England’s manager, Gareth Southgate, had taken his team to the semifinals of football’s World Cup in 2018. He won plaudits then, for that was further than the team had gone for quite a while. But subsequently, fans and pundits started turning against their manager. Popular opinion marked him out as too timid and conservative, and the fear was that he might squander the generation of sparkling young talent at his disposal.
Nonetheless, England started last month’s Euros with a bang, defeating teams emphatically and confidently. When even the old enemy Germany was vanquished, popular opinion swung dramatically. This manager was now a man with a plan, “the one” destined to “bring it home.” His tactics and style were now being lauded as exceptional. He was a footballing brain, easily out-thinking more seasoned opponents.
Right until the end. When England lost the final by missing the last few penalty kicks, the fans turned again. The three players who missed the penalties were racially abused by supporters who were cheering them on only minutes earlier. One can understand the fickleness of imbeciles in the fanbase, but pundits and analysts now started providing chapter and verse on the manager’s mistakes: playing a defensive low-block despite taking an early lead against Italy; not being able to change his play even though Italy had begun overrunning his team after equalizing; and then not having the wisdom to let more seasoned players take the crucial final penalties.
The general feeling now is that the manager is too timid, too stuck in his ways, and squandering the talent at his disposal. Ahem. The halo effect writ large. The same guy was first a dud, then a genius, then a dud again. When he wasn’t doing well, his lack of experience and flamboyance were faults. When his team went on a great run, those things became distinctive attributes – he had a system and it worked. When he fell at the final hurdle, they became flaws again.
But wait – had those final penalty kicks gone in, sentiment would have been very different. Had England brought a major international trophy home after “55 years of hurt”, the manager would have had a statue built in his honour and his methods would have been held up as exemplary. A few inches here or there were the difference.
The truth is this: Gareth Southgate is a good manager and a very decent man. He is neither a genius nor a dud. He has taken his team to a big semifinal and final in close succession – more than most of his predecessors have ever achieved. He knows the game, he follows a certain system, and he’s created great kinship in his band of players. He came very, very close to winning this one. He is more than his fickle supporters deserve.

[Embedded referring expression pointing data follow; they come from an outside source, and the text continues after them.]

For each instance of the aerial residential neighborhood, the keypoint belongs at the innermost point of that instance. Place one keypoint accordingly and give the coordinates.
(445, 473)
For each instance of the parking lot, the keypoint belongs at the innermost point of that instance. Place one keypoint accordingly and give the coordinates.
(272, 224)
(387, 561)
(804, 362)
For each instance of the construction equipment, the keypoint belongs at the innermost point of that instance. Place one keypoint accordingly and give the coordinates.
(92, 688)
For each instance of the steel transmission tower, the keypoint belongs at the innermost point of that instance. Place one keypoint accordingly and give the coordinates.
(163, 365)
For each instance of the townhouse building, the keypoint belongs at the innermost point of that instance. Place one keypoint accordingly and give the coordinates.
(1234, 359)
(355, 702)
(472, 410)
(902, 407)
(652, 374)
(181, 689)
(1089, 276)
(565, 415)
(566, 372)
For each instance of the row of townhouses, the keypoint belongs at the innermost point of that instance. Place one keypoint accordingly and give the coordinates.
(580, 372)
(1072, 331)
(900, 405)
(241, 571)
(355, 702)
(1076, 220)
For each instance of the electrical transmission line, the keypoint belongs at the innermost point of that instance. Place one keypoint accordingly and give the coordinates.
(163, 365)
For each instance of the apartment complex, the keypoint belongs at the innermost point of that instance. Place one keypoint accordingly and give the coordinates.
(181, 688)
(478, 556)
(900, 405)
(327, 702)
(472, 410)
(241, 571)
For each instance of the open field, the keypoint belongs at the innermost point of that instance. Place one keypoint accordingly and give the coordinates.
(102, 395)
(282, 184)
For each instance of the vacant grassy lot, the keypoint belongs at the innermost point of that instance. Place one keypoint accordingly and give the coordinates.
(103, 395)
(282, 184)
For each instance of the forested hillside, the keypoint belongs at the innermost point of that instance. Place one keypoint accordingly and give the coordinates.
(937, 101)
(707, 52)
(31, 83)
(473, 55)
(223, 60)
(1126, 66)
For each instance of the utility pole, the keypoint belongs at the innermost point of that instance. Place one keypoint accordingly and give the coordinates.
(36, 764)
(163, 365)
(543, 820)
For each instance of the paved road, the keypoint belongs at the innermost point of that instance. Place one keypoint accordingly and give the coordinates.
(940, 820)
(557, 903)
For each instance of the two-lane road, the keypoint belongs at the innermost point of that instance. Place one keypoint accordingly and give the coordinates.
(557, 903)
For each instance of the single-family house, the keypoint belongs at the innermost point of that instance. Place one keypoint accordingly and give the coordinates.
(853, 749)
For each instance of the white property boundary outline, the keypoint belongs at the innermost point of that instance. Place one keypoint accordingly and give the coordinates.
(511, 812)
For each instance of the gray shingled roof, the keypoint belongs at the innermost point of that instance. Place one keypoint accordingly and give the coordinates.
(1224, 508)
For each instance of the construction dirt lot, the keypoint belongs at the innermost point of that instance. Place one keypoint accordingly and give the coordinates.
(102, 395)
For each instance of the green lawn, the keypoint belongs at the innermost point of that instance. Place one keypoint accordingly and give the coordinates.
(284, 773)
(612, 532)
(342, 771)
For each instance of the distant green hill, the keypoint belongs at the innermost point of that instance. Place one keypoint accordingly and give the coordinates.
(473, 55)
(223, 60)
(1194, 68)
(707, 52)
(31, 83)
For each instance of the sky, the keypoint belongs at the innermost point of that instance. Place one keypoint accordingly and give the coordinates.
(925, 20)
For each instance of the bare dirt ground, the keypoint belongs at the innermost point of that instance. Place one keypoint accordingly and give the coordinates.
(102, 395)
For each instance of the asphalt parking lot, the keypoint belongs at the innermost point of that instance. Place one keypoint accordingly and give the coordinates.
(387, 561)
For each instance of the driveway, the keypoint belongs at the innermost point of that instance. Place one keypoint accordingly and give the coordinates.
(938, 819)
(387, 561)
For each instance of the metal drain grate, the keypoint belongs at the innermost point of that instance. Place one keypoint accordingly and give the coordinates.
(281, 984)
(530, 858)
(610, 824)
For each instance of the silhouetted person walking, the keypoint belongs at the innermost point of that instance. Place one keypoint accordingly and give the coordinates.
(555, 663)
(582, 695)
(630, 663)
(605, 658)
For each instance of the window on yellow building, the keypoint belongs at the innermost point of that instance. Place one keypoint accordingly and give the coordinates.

The halo effect dumbs us all down. We jump to strong conclusions, positive and negative, based on whether success has happened or not. The truth is, no organization or leader is as good as they look when they are winning; nor do they suddenly become useless when fortunes change. We need more nuanced views of success and its causes, and we need to be less shallow and capricious in our judgements.
Easier said than done, though. I know I have fallen victim to the halo effect from time to time. So have you. We can all do better by not having wild swings in our evaluations of achievement based only on the most recent information.